December 9, 2016
The National Assembly of the Republic of Srpska adopted a draft Amendment to the Air Protection Law, for a 60-day public debate on the law. The new law must be harmonised with the European Union acquis communautaire. The final version will be adopted after the public debate.
The Changes to the law set conditions to report to the UNEP’s Ozone Secretariat on the annual levels of the consumption of the controlled substances. Larger fuel-combustion facilities, included in the Plan to reduce emission of the pollutants for the state-owned utility Elektroprivreda Republike Srpske (ERS), are required to gradually reduce emissions of the sulphur-dioxide, nitrogen oxides, and fine particles.
The purpose of the act is to secure the highest possible level of protection of both human health and the environment, reminded Srebrenka Golić, the entity’s minister of spatial planning, civil engineering and ecology.
“In order to prevent, reduce and to a possible extent, stop the pollution caused by the industrial activities and follow the principles of ‘polluters pay’ and ‘prevent pollution’, we need to create a wide framework to control industrial activities, as well as substances damaging the ozone layer,” said minister Golić for Srna news agency ahead of the parliamentary debate.
The amendments to the act will fix some issues with the current local directive to gradually phase out greenhouse gases. Individual registration procedure for each individual service provider is introduced, while all the legal persons licensed to monitor the air quality will have to relay their data to a central system of the Srpska’s hydrological and meteorological institutions.
The amendments also refer to all the companies and entrepreneurs dealing with installation, servicing and emission control of the heat pumps and other equipment emitting greenhouse gases, including flour.
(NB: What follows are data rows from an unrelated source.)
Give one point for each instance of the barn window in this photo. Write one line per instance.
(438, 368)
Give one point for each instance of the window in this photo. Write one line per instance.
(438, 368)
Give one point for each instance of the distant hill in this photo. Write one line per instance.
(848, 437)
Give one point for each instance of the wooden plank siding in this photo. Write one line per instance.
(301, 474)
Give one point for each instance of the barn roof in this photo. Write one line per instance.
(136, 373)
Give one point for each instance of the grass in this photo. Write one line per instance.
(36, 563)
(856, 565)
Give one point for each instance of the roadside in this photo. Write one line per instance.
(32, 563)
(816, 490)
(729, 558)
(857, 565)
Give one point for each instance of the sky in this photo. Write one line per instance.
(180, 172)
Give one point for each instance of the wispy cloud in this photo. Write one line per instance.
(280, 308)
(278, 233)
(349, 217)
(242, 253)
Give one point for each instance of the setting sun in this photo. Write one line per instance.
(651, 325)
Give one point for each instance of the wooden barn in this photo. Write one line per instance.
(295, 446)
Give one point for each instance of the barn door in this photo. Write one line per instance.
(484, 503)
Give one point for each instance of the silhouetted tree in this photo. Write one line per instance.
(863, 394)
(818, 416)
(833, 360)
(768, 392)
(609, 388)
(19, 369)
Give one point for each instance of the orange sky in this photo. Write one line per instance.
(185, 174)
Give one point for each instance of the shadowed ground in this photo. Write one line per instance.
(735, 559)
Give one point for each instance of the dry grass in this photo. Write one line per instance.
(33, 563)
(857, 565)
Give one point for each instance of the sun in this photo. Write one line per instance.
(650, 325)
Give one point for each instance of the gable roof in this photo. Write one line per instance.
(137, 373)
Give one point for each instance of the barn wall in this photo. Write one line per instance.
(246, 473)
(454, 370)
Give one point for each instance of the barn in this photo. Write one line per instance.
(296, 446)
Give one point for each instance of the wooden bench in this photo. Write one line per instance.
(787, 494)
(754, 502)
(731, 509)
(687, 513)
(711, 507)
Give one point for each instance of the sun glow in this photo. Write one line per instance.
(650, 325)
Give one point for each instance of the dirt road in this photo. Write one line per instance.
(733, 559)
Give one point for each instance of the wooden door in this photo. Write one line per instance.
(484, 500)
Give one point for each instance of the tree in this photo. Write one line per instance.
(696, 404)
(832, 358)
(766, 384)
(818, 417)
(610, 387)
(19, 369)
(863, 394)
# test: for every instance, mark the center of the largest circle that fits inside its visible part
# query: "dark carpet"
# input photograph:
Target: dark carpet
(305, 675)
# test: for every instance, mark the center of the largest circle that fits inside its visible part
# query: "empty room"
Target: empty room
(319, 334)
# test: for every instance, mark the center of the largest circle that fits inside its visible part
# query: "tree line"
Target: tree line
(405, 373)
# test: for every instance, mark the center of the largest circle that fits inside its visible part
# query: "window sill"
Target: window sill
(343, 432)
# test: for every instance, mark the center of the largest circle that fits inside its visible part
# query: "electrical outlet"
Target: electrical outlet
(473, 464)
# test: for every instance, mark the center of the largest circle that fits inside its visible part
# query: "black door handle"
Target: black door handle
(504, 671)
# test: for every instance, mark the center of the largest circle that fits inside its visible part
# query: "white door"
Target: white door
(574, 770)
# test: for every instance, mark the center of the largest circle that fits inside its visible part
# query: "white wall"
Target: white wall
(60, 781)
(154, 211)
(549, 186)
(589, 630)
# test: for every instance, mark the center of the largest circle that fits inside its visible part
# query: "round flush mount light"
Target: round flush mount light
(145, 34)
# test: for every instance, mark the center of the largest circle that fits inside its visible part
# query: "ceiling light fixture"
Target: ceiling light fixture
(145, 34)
This includes those servicing recovery and recycling of the controlled substances used in the equipment.
A pollution fee is introduced for the usage of imported greenhouse gas substances, while the funds from the fees will be invested into further development of best available technologies with the aim to upgrade air quality and protect environment.
The legal framework of the Republic of Srpska, an entity of Bosnia and Herzegovina, must be harmonised with the Vienna Convention for the Protection of the Ozone Layer, the Montreal Protocol, as well as EU’s legislation. The amendments to the Air Protection Law were enacted following the decisions from the 14th Energy Community Ministerial Council of the Southeast Europe, held in Sarajevo in October.